In the USA, users are massively deleting ChatGPT from their phones: last week, this trend reached almost 300% compared to previous periods.
And this was the result of a loud public scandal.
Once upon a time, there was a company called Anthropic, working in the trendy industry of Large Language Models (often referred to as “artificial intelligence”). And this company developed its own model and called it Claude.
The American military used this model for some time. And they liked it so much that the Pentagon had signed a $200 million contract with Anthropic in the summer of 2025.
But the contract had clauses about the possibilities of mass surveillance of US citizens and the potential development of autonomous weapons. These clauses were completely unacceptable to the developing company. The Pentagon likewise categorically refused to remove those clauses. It reached a point where Anthropic threatened the Secretary of War Hegetset – calling it a “threat to the national security supply chain.” Even President Trump publicly labeled Anthropic (a company with a capitalization of $380 billion) as “left-wing radicals.”
But Trump’s threats had a reverse effect, and one day after all this was made public, the number of downloads of Claude instantly increased by 37%. And the next day – by 51%.
Instead of Anthropic, the Pentagon quickly signed a contract with Open AI, the developer of ChatGPT. The aforementioned toxic clauses did not become an obstacle for Open AI. They thus showed they were fully ready to provide user data to the government and didn’t care that modern LLMs are still insufficiently reliable for use in autonomous weapons.
The scandal quickly spread in the media, leading to massive deletions of ChatGPT and even more massive installations of Claude.
Currently, Claude is in the top spot for downloads in the AppStore. As of early March 2026, there are about 300 million users of Claude. ChatGPT still has 800 million. But the numbers are rapidly approaching each other from both sides.
Just a cool business story, you might say? Well, it depends on how you look at it.
The bottom line of this scandal is: essentially, one company refused to hand over users’ personal data to the government, while another gladly agreed. At the very least, it involved the geolocation and browsing history of users.
In a free country, where free people take the protection of their personal data seriously, this led to serious losses on one side and a surge in popularity on the other.
What’s happening with us?
While in the USA a company was criticized for merely planning (!) to give data to the government, in Ukraine, the government, which stores citizens’ data, has itself developed an app and forcibly drives millions of citizens into it (not providing certain state electronic services in any other way). And it doesn’t report on data usage. Moreover, it creates maximum obstacles for the transparency of these processes.
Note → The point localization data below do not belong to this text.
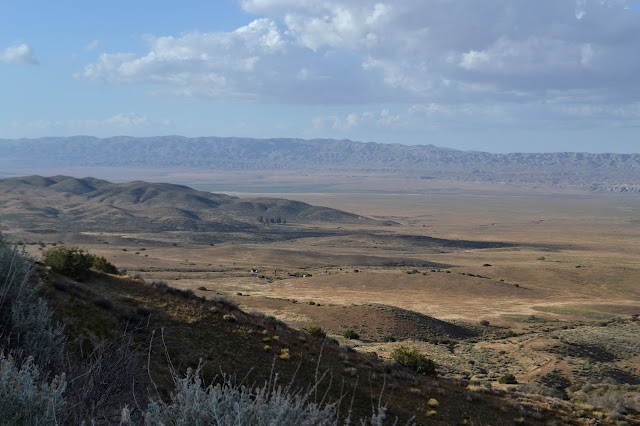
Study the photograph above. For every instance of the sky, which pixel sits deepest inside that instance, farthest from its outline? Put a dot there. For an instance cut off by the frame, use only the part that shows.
(491, 75)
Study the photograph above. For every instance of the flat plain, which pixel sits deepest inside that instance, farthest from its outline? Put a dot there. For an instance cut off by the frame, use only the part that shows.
(486, 280)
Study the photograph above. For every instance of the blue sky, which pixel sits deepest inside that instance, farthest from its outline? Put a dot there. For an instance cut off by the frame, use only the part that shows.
(497, 75)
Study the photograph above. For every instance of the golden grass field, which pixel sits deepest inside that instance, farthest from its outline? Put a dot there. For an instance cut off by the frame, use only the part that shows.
(572, 253)
(559, 300)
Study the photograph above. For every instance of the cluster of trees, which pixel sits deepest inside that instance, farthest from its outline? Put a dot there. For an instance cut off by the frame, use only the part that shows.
(274, 220)
(74, 262)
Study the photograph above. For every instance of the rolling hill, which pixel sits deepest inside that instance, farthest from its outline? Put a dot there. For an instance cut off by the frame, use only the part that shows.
(596, 172)
(63, 202)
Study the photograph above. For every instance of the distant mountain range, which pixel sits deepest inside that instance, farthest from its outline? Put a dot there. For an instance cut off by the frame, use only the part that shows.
(89, 204)
(601, 172)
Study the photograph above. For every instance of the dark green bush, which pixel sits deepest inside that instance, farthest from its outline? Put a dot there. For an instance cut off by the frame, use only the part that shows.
(74, 262)
(508, 379)
(414, 360)
(315, 331)
(99, 263)
(69, 261)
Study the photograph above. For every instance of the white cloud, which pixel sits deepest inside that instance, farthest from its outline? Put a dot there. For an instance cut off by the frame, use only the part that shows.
(18, 54)
(111, 125)
(92, 46)
(411, 51)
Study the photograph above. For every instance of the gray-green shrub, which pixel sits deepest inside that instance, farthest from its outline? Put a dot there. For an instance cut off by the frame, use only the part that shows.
(228, 403)
(24, 400)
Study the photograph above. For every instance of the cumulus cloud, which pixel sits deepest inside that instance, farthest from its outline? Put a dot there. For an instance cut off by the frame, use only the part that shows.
(18, 54)
(92, 46)
(410, 51)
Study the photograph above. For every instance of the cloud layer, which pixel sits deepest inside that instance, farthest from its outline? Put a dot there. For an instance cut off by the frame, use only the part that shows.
(18, 54)
(405, 51)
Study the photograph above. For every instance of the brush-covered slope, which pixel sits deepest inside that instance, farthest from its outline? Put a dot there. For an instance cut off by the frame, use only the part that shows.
(184, 331)
(96, 205)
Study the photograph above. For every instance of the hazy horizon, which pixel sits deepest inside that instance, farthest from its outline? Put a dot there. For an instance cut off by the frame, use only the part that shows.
(501, 76)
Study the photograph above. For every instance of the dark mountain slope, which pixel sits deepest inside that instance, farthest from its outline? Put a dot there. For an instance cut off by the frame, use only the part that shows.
(90, 205)
(602, 172)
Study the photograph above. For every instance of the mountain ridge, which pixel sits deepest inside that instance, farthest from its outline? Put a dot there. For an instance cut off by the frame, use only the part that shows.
(596, 172)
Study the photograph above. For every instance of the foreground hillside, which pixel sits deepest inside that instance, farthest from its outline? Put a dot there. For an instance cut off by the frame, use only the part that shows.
(598, 172)
(151, 333)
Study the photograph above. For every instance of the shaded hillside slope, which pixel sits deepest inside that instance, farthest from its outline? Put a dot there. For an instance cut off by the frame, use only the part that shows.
(602, 172)
(189, 330)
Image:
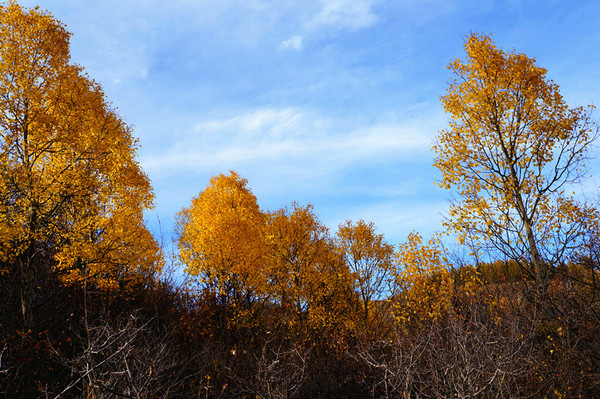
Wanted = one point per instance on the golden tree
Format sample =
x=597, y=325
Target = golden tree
x=425, y=285
x=307, y=276
x=71, y=192
x=513, y=151
x=221, y=240
x=370, y=259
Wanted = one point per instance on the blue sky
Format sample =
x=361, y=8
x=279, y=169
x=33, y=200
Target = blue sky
x=332, y=102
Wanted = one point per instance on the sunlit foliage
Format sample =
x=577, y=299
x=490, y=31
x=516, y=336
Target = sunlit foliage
x=221, y=240
x=513, y=151
x=370, y=260
x=425, y=283
x=71, y=191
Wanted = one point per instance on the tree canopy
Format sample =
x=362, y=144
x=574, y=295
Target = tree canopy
x=513, y=151
x=71, y=191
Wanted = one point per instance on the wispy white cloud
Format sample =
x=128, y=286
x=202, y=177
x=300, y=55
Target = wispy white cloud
x=294, y=42
x=343, y=14
x=288, y=137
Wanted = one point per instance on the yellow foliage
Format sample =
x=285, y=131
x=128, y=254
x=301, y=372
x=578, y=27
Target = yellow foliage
x=221, y=239
x=71, y=192
x=370, y=260
x=307, y=276
x=424, y=281
x=511, y=149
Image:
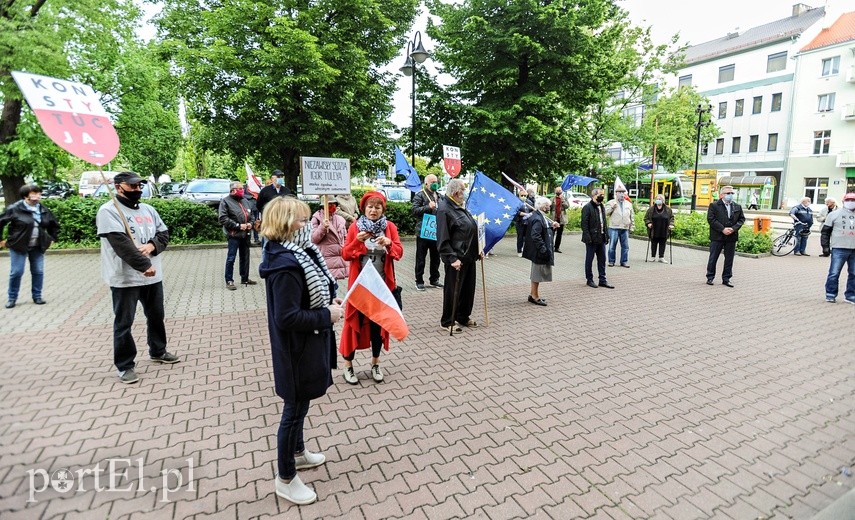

And for most Ukrainians, it’s normal, nothing much. Well, “the government already knows everything about me,” “I’m an ordinary person, I have nothing to hide.”
It’s as if a neighbor was fined for shouting at his wife, while next door a man beats his wife daily, everyone knows it, but even the victim herself thinks it’s fine. Although she sees and knows that things are different with the neighbors. Yet it’s still fine for her.
It can be understood why military and semi-military apps are installed in Ukraine during martial law; there is some logic in it. Not always correct and often poorly implemented, but at least theoretically, it’s there.
But why Ukrainians have been living for 6 years in the “convenient” electronic shackles of Diya-Mriya and are not even aware that it’s somehow harming them, I just cannot understand.
The direct conflict of interest is obvious: the state on one hand stores and supposedly “protects” citizens’ data, but on the other hand, takes it, spreads it totally uncontrolled, discloses, and abuses it. And it only worries a few specialists, – to everyone else, it’s “meh.” “Ordinary people” shove anything into their smartphone and then wonder “how do they know everything about me?!”
Isn’t it a bit primitive-cave thinking? When the victim admires and justifies their tormentor – this is called “Stockholm syndrome.”
And why do people with such thinking need the European Union anyway?